Consider your contract before you start a practice

Consider your contract before you start a practice

Jan 01, 2002

By Sarah A. Moser, Associate Editor and
Portia Stewart, Managing Editor

Q. I've worked as an associate at an equine clinic for several years. Now I'm ready to start my own mobile practice, but I signed a noncompete agreement with the clinic I currently work for. Can I still practice in this area, or do I need to move to another location? What other legal issues do I need to consider?

A. First, you need to determine whether the noncompete agreement you signed is reasonable, says Dr. Jim Wilson, JD, president of Priority Veterinary Management Consultants in Yardley, Pa. "A reasonable distance for a restrictive covenant in an equine ambulatory setting varies from as little as 5 miles in dense equine population areas, such as Lexington, Ky., and Ocala, Fla., to as many as 50 miles in more sparsely populated areas," says Dr. Wilson. "But a 25- to 35-mile radius is usually considered reasonable in locations with high human populations and low equine populations, including the suburbs of large urban centers, such as Philadelphia, and more rural areas, such as central New Jersey."

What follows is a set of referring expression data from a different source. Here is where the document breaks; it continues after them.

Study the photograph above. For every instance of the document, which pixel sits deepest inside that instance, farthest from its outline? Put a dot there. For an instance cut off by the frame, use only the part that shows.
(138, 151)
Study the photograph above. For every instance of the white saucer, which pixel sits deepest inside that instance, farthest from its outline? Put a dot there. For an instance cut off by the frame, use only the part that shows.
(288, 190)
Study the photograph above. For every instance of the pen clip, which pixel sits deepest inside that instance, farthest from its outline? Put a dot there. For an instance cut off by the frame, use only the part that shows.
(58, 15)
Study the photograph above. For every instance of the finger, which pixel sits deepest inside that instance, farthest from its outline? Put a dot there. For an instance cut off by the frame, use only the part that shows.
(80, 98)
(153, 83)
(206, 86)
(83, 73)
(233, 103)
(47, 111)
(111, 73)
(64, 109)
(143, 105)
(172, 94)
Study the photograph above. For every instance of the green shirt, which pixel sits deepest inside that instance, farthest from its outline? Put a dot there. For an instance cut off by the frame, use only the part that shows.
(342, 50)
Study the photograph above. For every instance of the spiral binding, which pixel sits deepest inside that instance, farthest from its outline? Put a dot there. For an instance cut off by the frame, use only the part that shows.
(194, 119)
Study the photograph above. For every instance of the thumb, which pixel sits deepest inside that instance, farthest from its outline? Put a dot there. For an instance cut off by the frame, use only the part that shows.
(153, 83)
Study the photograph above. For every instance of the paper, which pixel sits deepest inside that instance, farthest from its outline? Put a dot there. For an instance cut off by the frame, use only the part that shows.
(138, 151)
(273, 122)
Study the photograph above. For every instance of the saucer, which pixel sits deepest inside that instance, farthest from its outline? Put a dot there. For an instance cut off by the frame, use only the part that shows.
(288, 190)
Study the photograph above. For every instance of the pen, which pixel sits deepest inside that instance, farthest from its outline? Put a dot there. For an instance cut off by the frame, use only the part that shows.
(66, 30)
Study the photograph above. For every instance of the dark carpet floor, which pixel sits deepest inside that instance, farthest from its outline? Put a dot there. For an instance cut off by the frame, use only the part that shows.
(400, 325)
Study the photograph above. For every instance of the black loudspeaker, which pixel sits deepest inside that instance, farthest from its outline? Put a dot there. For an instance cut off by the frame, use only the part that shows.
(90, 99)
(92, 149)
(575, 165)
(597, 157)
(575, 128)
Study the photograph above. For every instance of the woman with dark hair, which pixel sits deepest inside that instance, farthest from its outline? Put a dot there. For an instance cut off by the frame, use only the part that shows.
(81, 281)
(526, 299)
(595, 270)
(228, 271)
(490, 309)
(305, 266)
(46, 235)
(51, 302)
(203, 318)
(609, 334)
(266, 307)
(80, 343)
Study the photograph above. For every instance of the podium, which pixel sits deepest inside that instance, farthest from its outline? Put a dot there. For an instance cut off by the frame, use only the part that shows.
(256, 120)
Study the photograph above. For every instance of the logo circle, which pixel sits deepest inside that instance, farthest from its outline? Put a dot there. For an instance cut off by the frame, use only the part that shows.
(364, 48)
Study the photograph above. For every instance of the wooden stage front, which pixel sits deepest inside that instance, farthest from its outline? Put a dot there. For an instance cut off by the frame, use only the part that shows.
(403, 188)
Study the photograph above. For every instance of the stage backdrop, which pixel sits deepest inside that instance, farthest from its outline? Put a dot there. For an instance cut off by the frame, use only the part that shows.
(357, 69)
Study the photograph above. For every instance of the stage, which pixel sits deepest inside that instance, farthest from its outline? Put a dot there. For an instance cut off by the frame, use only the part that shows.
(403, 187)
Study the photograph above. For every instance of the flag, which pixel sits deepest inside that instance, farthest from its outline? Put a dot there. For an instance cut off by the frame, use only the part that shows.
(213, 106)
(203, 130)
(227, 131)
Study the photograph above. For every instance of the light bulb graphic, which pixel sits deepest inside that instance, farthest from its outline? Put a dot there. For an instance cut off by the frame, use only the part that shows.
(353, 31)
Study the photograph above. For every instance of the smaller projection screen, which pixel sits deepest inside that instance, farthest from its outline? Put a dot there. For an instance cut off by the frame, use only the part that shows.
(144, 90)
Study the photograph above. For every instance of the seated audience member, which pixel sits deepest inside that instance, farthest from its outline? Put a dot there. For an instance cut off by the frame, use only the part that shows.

Unfortunately, Dr. Wilson says, establishing what's considered a reasonable distance is a "fact-specific" problem. "Judges or juries decide what distance is reasonable based on expert depositions and testimony," he says. "This process usually takes months or years of emotionally and financially draining legal wrangling. So it's probably not worth challenging unless your counsel is convinced that your case is strong. On the other hand, noncompete clauses aren't enforceable in California, Montana, North Dakota, Oklahoma, or Alabama."

If you live in a state that enforces noncompete clauses, you determine that the agreement is reasonable, and/or you choose not to challenge the agreement, you need to comply with the stated terms and practice outside the set radius. "A restrictive covenant prevents you from serving equine clients on farms and stables within the defined radius, even if the horse owners want you to provide the service," says Dr. Wilson. "However, if these owners transport their horses to a site outside the defined radius, you can provide medical care at that location legally."